Sunday, November 8, 2009

oobleck

Following a suggestion for a follow-up activity after J's last CT Science Center class, we read Dr. Seuss's book "Bartholomew and the Oobleck" this week. J loved the story. Zoo Boy burst into tears as soon as that Oobleck started getting all over everything, a combination of fear and being grossed out at the thought of all that goo on stuff. I skipped ahead to show him the end, where all the Oobleck was finally gone, and that made it tolerable enough for him that he stuck it out until the end of the story.




The plan had been to make our own Oobleck the next day, but I pushed it off for a couple of days to get Zoo Boy used to the idea and OK with me and J doing it.

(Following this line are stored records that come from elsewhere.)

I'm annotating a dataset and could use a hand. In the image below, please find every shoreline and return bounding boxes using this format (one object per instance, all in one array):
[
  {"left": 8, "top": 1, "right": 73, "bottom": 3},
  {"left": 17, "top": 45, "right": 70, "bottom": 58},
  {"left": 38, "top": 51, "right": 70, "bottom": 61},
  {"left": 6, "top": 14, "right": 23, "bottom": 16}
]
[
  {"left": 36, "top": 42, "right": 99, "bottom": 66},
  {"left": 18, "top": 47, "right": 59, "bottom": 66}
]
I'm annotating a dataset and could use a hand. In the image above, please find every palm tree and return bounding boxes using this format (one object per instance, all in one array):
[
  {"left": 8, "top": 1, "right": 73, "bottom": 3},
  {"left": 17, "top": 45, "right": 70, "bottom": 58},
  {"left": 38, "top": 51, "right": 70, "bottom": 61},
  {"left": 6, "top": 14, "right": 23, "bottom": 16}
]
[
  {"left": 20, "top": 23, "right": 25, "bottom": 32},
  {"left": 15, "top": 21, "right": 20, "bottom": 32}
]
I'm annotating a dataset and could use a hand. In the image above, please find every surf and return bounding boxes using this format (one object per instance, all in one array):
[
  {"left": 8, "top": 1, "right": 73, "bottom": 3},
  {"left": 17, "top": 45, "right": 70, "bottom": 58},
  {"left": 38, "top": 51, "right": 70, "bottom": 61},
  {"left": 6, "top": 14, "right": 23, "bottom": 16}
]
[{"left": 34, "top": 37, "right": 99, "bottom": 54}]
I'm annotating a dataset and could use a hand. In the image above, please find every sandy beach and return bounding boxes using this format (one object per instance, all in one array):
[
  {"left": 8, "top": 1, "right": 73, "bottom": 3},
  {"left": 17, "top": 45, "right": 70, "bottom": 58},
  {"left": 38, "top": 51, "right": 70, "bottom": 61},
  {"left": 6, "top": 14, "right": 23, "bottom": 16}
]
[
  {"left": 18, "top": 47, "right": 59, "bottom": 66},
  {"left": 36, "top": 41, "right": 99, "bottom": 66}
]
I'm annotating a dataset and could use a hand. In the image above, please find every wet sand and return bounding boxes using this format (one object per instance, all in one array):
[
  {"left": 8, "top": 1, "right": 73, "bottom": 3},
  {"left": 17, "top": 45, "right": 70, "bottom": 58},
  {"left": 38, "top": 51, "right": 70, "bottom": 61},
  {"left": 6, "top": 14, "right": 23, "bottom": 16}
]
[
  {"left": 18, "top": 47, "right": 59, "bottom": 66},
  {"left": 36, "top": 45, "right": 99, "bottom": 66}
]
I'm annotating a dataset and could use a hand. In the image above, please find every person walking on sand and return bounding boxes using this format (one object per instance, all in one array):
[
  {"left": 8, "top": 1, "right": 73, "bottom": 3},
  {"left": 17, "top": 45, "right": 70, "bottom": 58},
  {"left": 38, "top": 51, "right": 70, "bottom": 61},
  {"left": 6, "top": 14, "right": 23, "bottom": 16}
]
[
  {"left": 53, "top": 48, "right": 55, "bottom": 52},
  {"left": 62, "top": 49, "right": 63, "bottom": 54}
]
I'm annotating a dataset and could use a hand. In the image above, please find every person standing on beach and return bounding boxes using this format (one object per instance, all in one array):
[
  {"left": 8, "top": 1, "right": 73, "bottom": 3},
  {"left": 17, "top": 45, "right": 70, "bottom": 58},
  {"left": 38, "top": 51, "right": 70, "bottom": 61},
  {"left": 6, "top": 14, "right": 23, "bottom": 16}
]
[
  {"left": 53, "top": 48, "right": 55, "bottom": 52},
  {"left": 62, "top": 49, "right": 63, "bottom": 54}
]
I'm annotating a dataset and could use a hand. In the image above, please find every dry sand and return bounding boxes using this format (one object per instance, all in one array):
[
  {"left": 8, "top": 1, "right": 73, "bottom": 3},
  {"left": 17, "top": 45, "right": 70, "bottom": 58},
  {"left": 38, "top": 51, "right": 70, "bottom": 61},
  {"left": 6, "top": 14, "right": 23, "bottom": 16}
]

He wasn't involved when we did it, but at least he wasn't insisting that we NOT make it by the time we did. This Oobleck is just corn starch, water, and a little green food coloring.

J was totally into the project -- literally. The corn starch is so fine and well-suspended in the water that it acts like a liquid, until you apply pressure to it, at which point it forms a solid that you can actually mold with a bit, although the minute you release the pressure, it "melts" back into a liquid again very rapidly. It's fun stuff to play with.






J plays at lifting the Oobleck and allowing it to drizzle back into the bowl. Depending on how much pressure you apply to it as it drizzles out your finger, you can make the strings of drizzle various thicknesses and viscocities. Of course, I didn't have to point that out or use any of those sorts of terms, I just let him fiddle around with it and make his own discoveries.





Which is one way I've found to take pre-designed activities and make them more in-line with the educational philosophy we're using. I just take out the explanations and "lesson", and just present the material on it's own merit. J can connect the dots pretty well on his own -- in fact, he noted that the Oobleck behaved like both a liquid and a solid (states of matter being the topic of the class he took). That was the point of the lesson, but we were able to get there via his own experience and discovery rather than my labeling it as such for him. This type of learning produces a much deeper-seated understanding, and since the discovery process is all his, he "owns" his education.